My understanding is
$[x,y] \in L_{\lambda + \mu} \Rightarrow (\delta - (\lambda +\mu )I_L)^m [x,y]=0$
Somehow, the $m$ has changed into a $1$ and I believe that is because of the 'acts diagonalisably'. Is this somehow saying that the normal $\lambda$-eigenspace of $\sigma$, i.e. $m=1$, is the generalised eigenspace $L_\lambda$ of $\delta$, i.e. $m\geq 1$?
If so, I want to understand why acting diagonalisably means this is true? Or if it isn't why this is justified?
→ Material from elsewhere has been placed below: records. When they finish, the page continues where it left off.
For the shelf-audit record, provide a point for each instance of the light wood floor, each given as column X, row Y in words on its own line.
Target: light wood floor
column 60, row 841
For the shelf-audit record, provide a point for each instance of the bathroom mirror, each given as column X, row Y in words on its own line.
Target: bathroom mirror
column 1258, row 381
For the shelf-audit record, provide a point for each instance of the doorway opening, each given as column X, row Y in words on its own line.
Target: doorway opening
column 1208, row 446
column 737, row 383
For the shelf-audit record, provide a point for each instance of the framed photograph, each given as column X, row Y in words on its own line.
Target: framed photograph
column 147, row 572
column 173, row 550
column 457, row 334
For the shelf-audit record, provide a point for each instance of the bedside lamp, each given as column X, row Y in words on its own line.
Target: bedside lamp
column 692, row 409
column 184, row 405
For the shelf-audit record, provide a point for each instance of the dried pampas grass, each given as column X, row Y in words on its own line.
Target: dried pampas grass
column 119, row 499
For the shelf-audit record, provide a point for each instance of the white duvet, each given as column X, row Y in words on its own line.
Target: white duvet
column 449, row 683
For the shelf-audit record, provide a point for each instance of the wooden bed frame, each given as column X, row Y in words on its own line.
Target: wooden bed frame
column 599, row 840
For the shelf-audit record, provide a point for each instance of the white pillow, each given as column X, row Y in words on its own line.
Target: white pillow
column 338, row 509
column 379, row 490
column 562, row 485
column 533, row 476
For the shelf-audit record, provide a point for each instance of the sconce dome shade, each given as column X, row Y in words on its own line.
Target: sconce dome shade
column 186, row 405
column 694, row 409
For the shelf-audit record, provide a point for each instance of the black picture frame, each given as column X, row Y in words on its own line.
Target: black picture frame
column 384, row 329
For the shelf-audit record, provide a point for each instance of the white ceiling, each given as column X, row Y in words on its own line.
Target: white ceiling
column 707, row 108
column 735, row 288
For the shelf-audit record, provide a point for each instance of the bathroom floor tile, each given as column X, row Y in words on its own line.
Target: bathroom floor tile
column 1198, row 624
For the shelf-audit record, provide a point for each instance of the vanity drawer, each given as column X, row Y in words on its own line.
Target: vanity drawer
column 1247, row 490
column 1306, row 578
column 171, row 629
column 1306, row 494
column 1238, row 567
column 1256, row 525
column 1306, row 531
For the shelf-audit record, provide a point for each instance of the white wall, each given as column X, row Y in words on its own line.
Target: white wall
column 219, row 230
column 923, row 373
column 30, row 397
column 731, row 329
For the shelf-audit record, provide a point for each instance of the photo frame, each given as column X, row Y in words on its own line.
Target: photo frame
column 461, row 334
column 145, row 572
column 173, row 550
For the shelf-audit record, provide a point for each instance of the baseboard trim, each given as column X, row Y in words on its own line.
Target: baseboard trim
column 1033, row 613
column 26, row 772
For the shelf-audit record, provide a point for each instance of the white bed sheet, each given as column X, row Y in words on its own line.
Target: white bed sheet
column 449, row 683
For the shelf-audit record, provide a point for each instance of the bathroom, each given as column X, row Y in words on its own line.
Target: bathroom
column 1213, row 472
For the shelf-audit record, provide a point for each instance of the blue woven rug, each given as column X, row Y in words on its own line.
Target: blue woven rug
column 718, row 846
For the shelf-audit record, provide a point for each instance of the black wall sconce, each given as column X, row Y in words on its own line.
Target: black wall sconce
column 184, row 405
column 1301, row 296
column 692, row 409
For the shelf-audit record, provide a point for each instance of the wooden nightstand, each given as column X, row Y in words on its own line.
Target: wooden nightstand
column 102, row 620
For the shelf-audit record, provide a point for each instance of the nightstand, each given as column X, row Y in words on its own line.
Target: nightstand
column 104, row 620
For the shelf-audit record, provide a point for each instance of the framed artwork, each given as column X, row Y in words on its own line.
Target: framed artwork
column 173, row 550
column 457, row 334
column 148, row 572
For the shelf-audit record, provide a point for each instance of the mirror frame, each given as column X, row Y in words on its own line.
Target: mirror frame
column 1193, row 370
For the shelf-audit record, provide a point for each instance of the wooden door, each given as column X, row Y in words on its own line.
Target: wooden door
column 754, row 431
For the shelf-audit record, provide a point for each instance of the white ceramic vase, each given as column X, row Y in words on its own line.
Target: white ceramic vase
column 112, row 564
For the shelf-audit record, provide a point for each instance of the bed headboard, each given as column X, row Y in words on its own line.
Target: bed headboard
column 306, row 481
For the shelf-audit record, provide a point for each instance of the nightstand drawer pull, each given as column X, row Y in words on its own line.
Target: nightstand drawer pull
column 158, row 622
When you restrict $\delta$ to $L_{\lambda}$, you have $\delta_{\lambda}=\sigma_{\lambda}+\mu_{\lambda}$, you have a basis of $L_{\lambda}$ where the matrix of $\delta_{\lambda}$ is an upper triangular matrix $A_{\lambda}$, you have $A_{\lambda}=B_{\lambda}+C_{\lambda}$ where $B_{\lambda}$ is $\lambda I_{L_{\lambda}}$ where $I_{L_{\lambda}}$ is the matrix of the identity of $L_{\lambda}$. The matrix $B_{\lambda}$ is the matrix of $\sigma_{\lambda}$ in this basis.